Fig 4: Twilight of the thunder god - the monster falls over

But the battle was not done. In the centre of the field, two more titans clashed in mortal combat. As Nobby approached the well, who should leap out but a goblin on a pogo stick! Nobby was surprised - this hadn't been in the training manuscript. Undeterred, the brave dwarf promptly clocked the goblin, and the greenskin would pogo no more.

Fig 5(a): Nobby challenged
Fig 5(b): Nobby triumphant

The battle was at an end. The heroes had been lucky (apart from Glurk, the alleged wizard). They thanked Gutlag, who was surely the man-like thing of the match. Unimpressed, Gutlag wandered off to find some villagers to eat.

Snow's greedy rampage had served them well. They had found a ring of teleportation in one of her chests, and twenty gold crowns, which they could blow on some magic lessons for Glurk.
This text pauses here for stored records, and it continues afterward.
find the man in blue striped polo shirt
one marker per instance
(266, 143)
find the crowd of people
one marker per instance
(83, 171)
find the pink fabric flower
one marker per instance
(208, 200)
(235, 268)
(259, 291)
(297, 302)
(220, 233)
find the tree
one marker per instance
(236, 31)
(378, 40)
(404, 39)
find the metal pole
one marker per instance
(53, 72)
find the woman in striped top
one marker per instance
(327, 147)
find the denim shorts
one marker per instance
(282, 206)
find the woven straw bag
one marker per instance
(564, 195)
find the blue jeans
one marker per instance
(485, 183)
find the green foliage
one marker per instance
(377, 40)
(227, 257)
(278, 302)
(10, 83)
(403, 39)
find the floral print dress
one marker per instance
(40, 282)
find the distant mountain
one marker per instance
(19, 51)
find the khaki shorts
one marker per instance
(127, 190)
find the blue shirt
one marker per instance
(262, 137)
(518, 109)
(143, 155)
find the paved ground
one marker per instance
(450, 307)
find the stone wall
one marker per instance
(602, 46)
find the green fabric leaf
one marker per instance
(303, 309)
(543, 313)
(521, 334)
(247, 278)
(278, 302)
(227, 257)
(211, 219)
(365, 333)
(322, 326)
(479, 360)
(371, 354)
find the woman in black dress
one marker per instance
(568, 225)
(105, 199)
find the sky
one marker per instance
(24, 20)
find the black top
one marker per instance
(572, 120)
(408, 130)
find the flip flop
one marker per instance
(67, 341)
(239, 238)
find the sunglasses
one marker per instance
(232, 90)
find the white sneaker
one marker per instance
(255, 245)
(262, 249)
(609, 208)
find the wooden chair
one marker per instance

 So, overall, what did I think? Well, Frostgrave is a lot of fun. The rules flow really well and, after the first couple of turns, felt pretty intuitive. Random movement and bizarre luck aside, it felt like a pretty convincing and intuitive battle. To my mind, the biggest problem in Frostgrave is choosing all the spells at the beginning: once your warband is ready to go, it seems to work pretty well. I must admit that I was a little disappointed that so few goblins showed up and that Glurk's magic was so pitiful, but that's the dice's fault, not mine...

(On the subject of fault, the reason why the pictures in this post are so blurry is that the battlefield was a whirling maelstrom of carnage. OK?)
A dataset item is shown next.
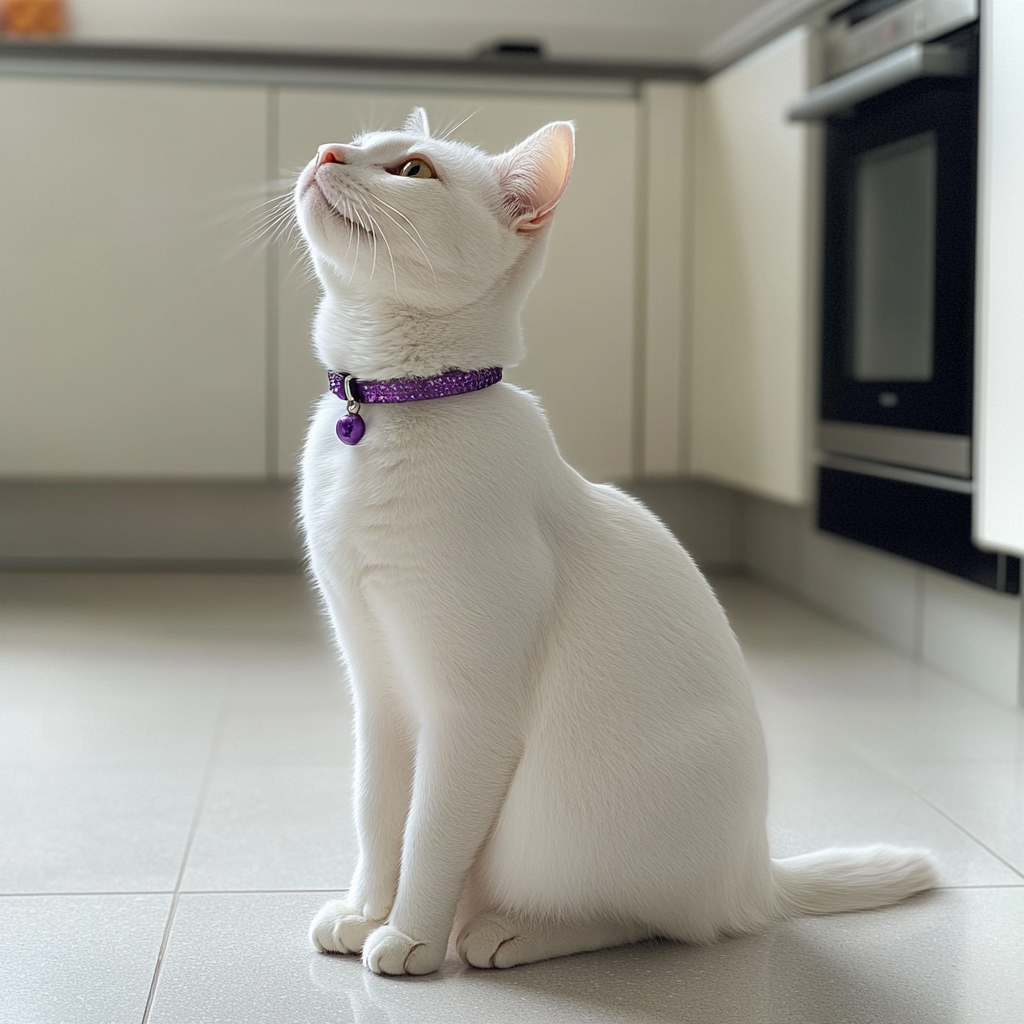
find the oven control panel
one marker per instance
(869, 29)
So I'll be trying the next mission. We shall see how well Glurk's apprentice fares against the undead menace of Flavius Flavor and the Infelix Legion.

Thursday 2 August 2018

Frostgrave: The Goblin Horde

It's been a comparatively long time since I posted here. So, by popular request (or the closest I ever get to it), here's what I've been working on for the big Frostgrave solo-player game.

The single-player Frostgrave scenario that I'm going to try requires one huge monster and a few little ones. Technically speaking, they are an "alchemical monstrosity" and a group of giant rats. While I have loads of models that could count as monstrosities (especially after I've painted them, haha), I don't have any giant rats, at least not any that are in a decent state.
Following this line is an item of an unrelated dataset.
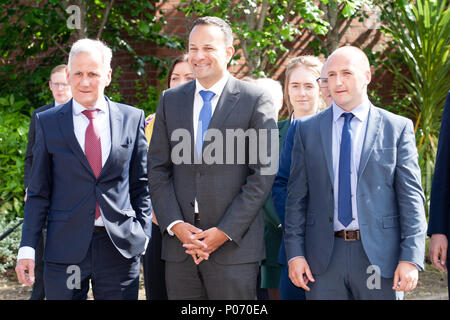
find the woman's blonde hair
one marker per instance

Instead, I decided to use goblins. I've got tons of Ogre Kingdoms gnoblars, which are skinny little things that look like even less competent versions of Warhammer goblins, along with quite a few random familiars and some old metal models that will fit the bill. I see them as a varied and basically incompetent horde, rather like the goblins from Labyrinth.

So, here are some of the hard-living thugs and hoodlums that the good guys will be up against. There's definitely a bit of a Brian Froud/Arthur Rackham influence here.

On the left is a very ferocious sprite, called Warfairy.

On the right is a goblin on a pogo stick, with which to bounce onto his enemies' heads. He is currently practising on a Renedra barrel (which, by the way, went together dreadfully).

The brutal creature on the left a goblin barbarian. He's all set to dance the magic dance, by which I mean hitting people with his hammer, assuming that he's got the strength to lift it.

The guy on the right is a metal gretchin model, armed with a blunderbuss. He is so gangsta that he's got big sunglasses and, er, a kaiser hat.

On the left is the magical (and tiny) knight, Sir Plus de Requirements.

And on the right is a gnoblar riding a Warlord Games pig. "Do anything good at the weekend, mate?" "Yeah, I dressed up as a knight and went joyriding on a pig. How about you?"

In fairness, these are pretty tiny models and the plastic ones, especially the gnoblars, are a bit imprecise in detail. It's a shame because I really like them. I often find that it's the low-ranking, runty creatures that are the most appealing, followed by the really big, weird monsters. There's a mid-range of armoured rank-and-file that doesn't do a lot of that for me.